Where a patient’s adipose tissue is distributed throughout their body also is an important factor regarding chronic pain. Metabolic syndrome is a cluster of risk factors including high fasting glucose, triglycerides, blood pressure, and abdominal obesity. These risk factors are related to the development of type 2 diabetes, a disease closely tied to obesity.12

Visceral abdominal adipose tissue is more metabolically active and releases greater amounts of pro-inflammatory and insulin-resistant substances than other adipose tissue.13 Overall, abdominal adipose tissue is an independently strong predictor of risk for developing type 2 diabetes.14 The “Homer Simpson” body type, which embodies heavy abdominal fat, is more dangerous than other body shapes as it is related to a lesser life expectancy, among other outcomes.15 Central adipose tissue also is associated with a higher likelihood of chronic pain independent of other markers of metabolic syndrome.16

Neuropathic Pain

According to Treede et al, neuropathic pain is defined as “pain arising as a direct consequence of a lesion or disease affecting the somatosensory system.”17 Diabetes is a common cause of neuropathic pain and is a disease that is intimately tied to obesity.
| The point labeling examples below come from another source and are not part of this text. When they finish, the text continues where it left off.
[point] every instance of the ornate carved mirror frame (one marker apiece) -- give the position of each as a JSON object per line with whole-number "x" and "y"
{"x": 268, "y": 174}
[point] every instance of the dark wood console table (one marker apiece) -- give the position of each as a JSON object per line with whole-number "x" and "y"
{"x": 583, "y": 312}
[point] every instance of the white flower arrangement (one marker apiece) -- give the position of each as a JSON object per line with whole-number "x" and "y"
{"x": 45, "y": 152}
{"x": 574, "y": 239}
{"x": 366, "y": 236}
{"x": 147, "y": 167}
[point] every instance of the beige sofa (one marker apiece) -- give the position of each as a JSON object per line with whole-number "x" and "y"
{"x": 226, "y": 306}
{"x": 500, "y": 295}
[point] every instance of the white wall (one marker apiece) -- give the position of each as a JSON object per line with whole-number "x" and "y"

Up to half of all long-standing patients with diabetes have polyneuropathy, which is a major cause of morbidity and mortality in the obese population.18 The most common mechanism of injury in diabetic patients with polyneuropathy is mechanical stress that goes unnoticed because of loss of peripheral sensation, most commonly in the feet (Table 2).19 Patients will then walk on the injured tissue, further altering the internal structure. Diabetic neuropathy is caused by a variety of mechanisms interplaying together including disturbances in glucose control, insulin, insulin-like growth factor, c-peptide, and structural control of tissues.20

Currently, there are still problems with controlling neuropathic pain. Prevention remains at the heart of treatment, with tight glycemic control in patients with diabetes. Further treatment options include weak opioids and stronger opioids such as hydrocodone and oxycodone; however, treatment should not be limited to these options as it has been shown that anticonvulsants, tricyclic antidepressants, selective serotonin reuptake inhibitors, local anesthetics, and gabapentin are all useful in the treatment of neuropathic pain (Table 3).21,22

In addition to the oral and topical medications mentioned, there is new work being done to investigate different regional blocks and their roles in the treatment of diabetic neuropathy. Cheng et al showed in a case study that sympathetic blocks to the thoracic and lumbar regions provided sustained pain relief for a 37-year-old male who had experienced numbness, tingling, and a cold sensation that began in his feet and spread up to his knees over 3 months before being diagnosed with painful diabetic small-fiber sensory neuropathy.23 This may prove to be a good adjunct to the treatment of painful diabetic neuropathy refractory to first-line medications.